Autosomal-dominant hypotrichosis with woolly hair: Novel gene locus on chromosome 4q35.1-q35.2.

Author information

1
Institute of Human Genetics, University of Bonn, School of Medicine & University Hospital Bonn, Bonn, Germany.
2
Department of Infection, Immunity, and Cardiovascular Disease, The Medical School, University of Sheffield, Sheffield, United Kingdom.
3
Department of Dermatology, Royal Hallamshire Hospital, Sheffield, United Kingdom.
4
Department of Psychiatry, Psychosomatics, and Psychotherapy, University Hospital Würzburg, Würzburg, Germany.
5
Department of Neuropathology and Department of Epileptology, University Hospital Bonn, Bonn, Germany.

Abstract

Hypotrichosis simplex (HS) with and without woolly hair (WH) comprises a group of rare, monogenic disorders of hair loss. Patients present with a diffuse loss of scalp and/or body hair, which usually begins in early childhood and progresses into adulthood. Some of the patients also show hair that is tightly curled. Approximately 10 genes for autosomal recessive and autosomal dominant forms of HS have been identified in the last decade, among them five genes for the dominant form. We collected blood and buccal samples from 17 individuals of a large British family with HS and WH. After having sequenced all known dominant genes for HS in this family without the identification of any disease causing mutation, we performed a genome-wide scan, using the HumanLinkage-24 BeadChip, followed by a classical linkage analysis; and whole exome-sequencing (WES). Evidence for linkage was found for a region on chromosome 4q35.1-q35.2 with a maximum LOD score of 3.61. WES led to the identification of a mutation in the gene SORBS2, encoding sorbin and SH3 domain containing 2. Unfortunately, we could not find an additional mutation in any other patient/family with HS; and in cell culture, we could not observe any difference between cloned wildtype and mutant SORBS2 using western blotting and immunofluorescence analyses.
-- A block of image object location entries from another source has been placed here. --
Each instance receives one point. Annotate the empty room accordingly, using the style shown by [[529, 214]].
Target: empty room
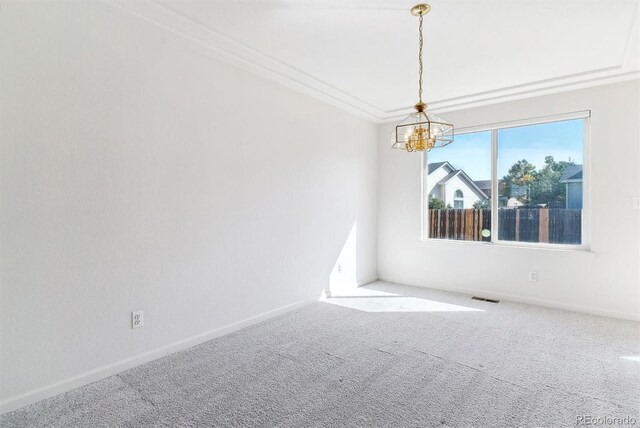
[[319, 213]]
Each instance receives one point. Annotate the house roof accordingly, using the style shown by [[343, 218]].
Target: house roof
[[449, 176], [572, 172], [435, 165], [483, 184]]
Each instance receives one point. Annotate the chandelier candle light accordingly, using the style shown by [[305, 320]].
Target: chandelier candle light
[[421, 131]]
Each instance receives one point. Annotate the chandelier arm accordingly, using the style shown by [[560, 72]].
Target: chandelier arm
[[420, 59]]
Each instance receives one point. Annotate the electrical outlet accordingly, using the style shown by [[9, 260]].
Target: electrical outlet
[[137, 319]]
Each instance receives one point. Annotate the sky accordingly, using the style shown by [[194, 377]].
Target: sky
[[472, 152]]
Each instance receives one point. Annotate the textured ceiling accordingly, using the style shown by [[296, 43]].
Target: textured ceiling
[[362, 56]]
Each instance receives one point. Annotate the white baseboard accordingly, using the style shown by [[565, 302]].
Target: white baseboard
[[529, 300], [18, 401], [367, 281]]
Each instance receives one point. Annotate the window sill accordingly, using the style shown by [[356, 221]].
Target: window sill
[[516, 245]]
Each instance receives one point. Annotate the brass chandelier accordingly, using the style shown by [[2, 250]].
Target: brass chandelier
[[421, 131]]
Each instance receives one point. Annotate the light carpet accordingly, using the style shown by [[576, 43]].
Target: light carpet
[[388, 356]]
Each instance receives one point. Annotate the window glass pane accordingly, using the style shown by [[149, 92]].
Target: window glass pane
[[459, 189], [540, 183]]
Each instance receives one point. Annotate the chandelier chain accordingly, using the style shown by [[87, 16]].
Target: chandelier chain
[[420, 60]]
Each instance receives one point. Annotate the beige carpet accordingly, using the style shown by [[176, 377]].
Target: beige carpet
[[392, 356]]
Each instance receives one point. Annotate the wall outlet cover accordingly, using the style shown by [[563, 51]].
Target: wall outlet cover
[[137, 319]]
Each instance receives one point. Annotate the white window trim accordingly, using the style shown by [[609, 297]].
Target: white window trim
[[495, 242]]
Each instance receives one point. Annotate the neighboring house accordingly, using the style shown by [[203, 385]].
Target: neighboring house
[[485, 186], [572, 177], [453, 186]]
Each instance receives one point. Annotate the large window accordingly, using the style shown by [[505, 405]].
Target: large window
[[515, 183]]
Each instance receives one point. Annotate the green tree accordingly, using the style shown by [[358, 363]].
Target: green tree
[[521, 175], [547, 188], [436, 203], [482, 204]]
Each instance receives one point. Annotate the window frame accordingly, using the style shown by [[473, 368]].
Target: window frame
[[585, 245]]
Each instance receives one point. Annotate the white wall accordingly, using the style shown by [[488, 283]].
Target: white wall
[[140, 172], [605, 281]]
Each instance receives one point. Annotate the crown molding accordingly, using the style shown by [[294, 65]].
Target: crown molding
[[255, 61]]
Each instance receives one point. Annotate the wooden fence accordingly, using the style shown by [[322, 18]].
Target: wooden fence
[[554, 226]]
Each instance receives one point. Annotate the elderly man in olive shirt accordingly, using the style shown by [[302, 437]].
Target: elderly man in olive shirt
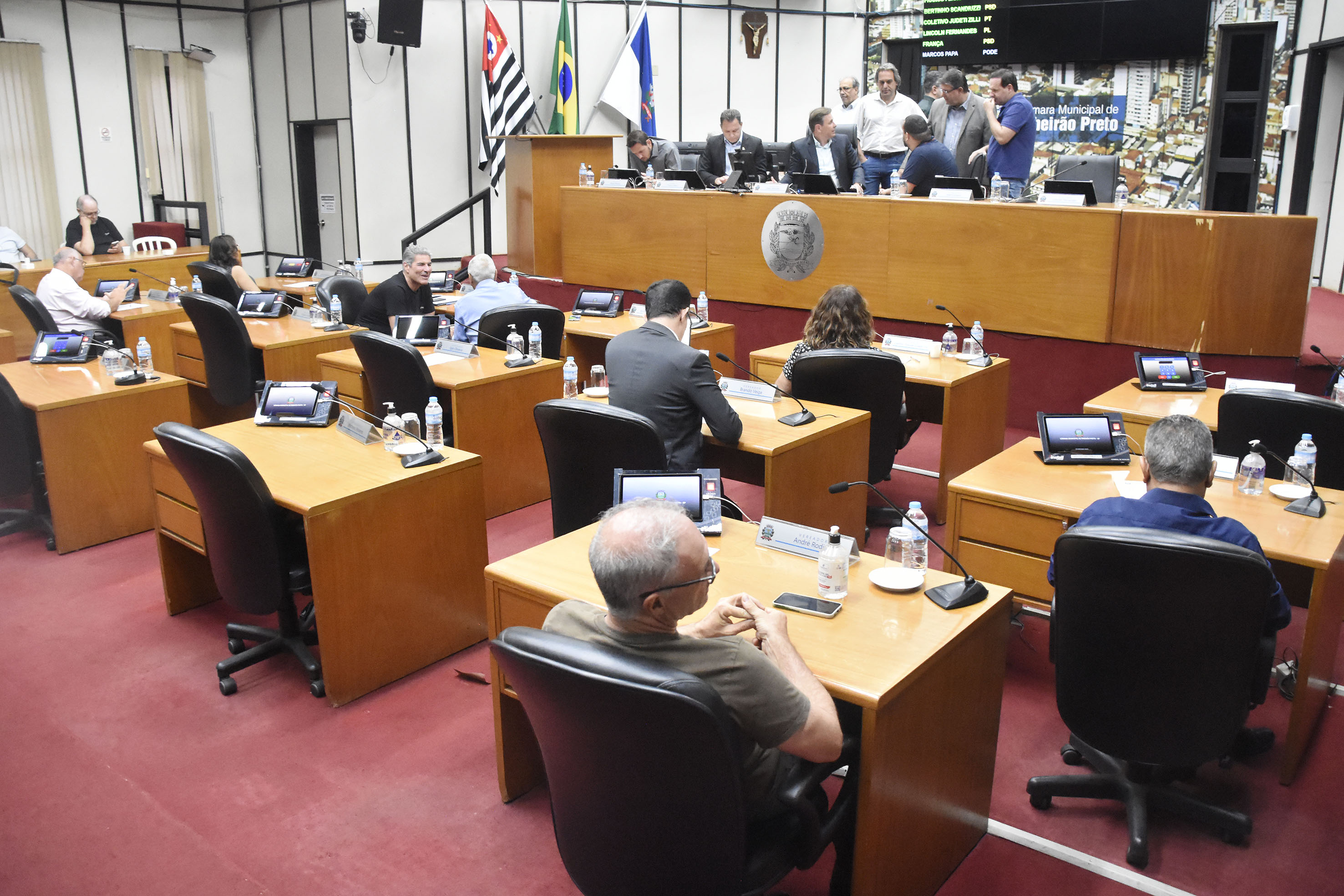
[[402, 294]]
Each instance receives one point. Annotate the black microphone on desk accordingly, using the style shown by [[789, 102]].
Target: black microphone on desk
[[949, 597], [1312, 506], [984, 360], [791, 420], [425, 459]]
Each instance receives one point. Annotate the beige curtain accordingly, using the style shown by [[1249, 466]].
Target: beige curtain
[[27, 174]]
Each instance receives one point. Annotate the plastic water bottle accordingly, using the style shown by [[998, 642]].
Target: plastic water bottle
[[949, 342], [435, 422], [146, 364], [834, 569], [572, 378], [391, 435], [1304, 461], [918, 541], [1250, 479], [534, 342]]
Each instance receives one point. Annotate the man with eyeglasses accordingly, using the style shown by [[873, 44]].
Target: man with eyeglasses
[[654, 570]]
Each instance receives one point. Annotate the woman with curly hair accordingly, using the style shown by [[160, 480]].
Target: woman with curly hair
[[839, 320]]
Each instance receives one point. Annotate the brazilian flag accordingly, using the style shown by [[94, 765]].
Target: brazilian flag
[[565, 120]]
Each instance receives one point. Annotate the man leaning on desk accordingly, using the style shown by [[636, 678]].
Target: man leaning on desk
[[1178, 468], [651, 371]]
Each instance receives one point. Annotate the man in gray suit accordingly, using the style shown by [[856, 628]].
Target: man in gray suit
[[960, 120], [651, 371]]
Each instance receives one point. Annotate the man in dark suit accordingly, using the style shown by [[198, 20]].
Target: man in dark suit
[[960, 120], [826, 152], [651, 371], [715, 163]]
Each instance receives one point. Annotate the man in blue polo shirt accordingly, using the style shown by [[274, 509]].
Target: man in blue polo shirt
[[1178, 466], [1014, 133]]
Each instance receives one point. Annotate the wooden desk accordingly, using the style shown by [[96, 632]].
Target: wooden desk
[[91, 433], [929, 682], [152, 322], [396, 554], [796, 464], [586, 340], [492, 415], [1007, 514], [969, 402], [1141, 410], [289, 350], [111, 266]]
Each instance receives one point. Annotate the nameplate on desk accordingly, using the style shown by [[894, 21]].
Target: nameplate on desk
[[455, 349], [359, 430], [799, 541], [746, 389]]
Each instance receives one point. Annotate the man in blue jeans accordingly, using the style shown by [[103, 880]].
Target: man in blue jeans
[[1014, 133]]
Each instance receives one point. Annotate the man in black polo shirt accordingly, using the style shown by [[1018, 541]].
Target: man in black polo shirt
[[91, 234], [404, 294]]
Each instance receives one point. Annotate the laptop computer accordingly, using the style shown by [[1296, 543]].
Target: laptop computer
[[1084, 438], [697, 491]]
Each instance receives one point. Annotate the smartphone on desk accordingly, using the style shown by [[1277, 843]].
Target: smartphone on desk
[[811, 606]]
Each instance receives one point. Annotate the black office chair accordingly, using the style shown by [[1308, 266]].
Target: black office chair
[[397, 373], [257, 552], [1159, 649], [234, 370], [644, 766], [552, 320], [20, 468], [1278, 420], [217, 281], [869, 380], [585, 442], [353, 296]]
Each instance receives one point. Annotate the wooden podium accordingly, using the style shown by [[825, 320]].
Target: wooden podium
[[538, 166]]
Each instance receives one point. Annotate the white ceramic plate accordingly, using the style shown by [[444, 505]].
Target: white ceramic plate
[[897, 579], [1289, 492]]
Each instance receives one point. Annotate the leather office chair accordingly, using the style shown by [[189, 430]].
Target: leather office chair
[[397, 373], [552, 320], [353, 296], [644, 766], [217, 281], [1159, 649], [234, 369], [20, 468], [1278, 420], [584, 444], [257, 552]]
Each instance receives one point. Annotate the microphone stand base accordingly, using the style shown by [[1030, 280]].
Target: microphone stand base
[[958, 594]]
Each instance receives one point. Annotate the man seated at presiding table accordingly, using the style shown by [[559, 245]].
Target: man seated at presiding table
[[89, 233], [654, 570], [71, 307], [487, 294], [826, 152], [405, 292], [1178, 468], [651, 371], [225, 253]]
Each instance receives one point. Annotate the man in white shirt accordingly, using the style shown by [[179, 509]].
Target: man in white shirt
[[881, 129], [71, 307], [14, 248]]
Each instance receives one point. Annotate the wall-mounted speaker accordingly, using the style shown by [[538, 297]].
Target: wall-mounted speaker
[[400, 22]]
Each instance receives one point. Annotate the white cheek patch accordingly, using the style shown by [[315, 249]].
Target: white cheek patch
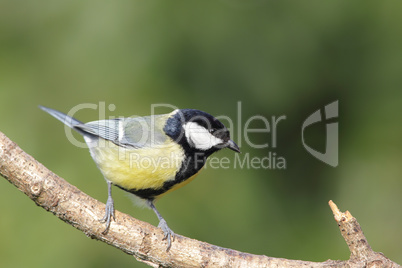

Therefore, at present, SORBS2 cannot be considered a definite disease gene for this phenotype. However, the locus on chromosome 4q is a robust and novel finding for hypotrichosis with woolly hair. Further fine mapping and sequencing efforts are therefore warranted in order to confirm SORBS2 as a plausible HS disease gene.

Conflict of interest statement

The authors have declared that no competing interests exist.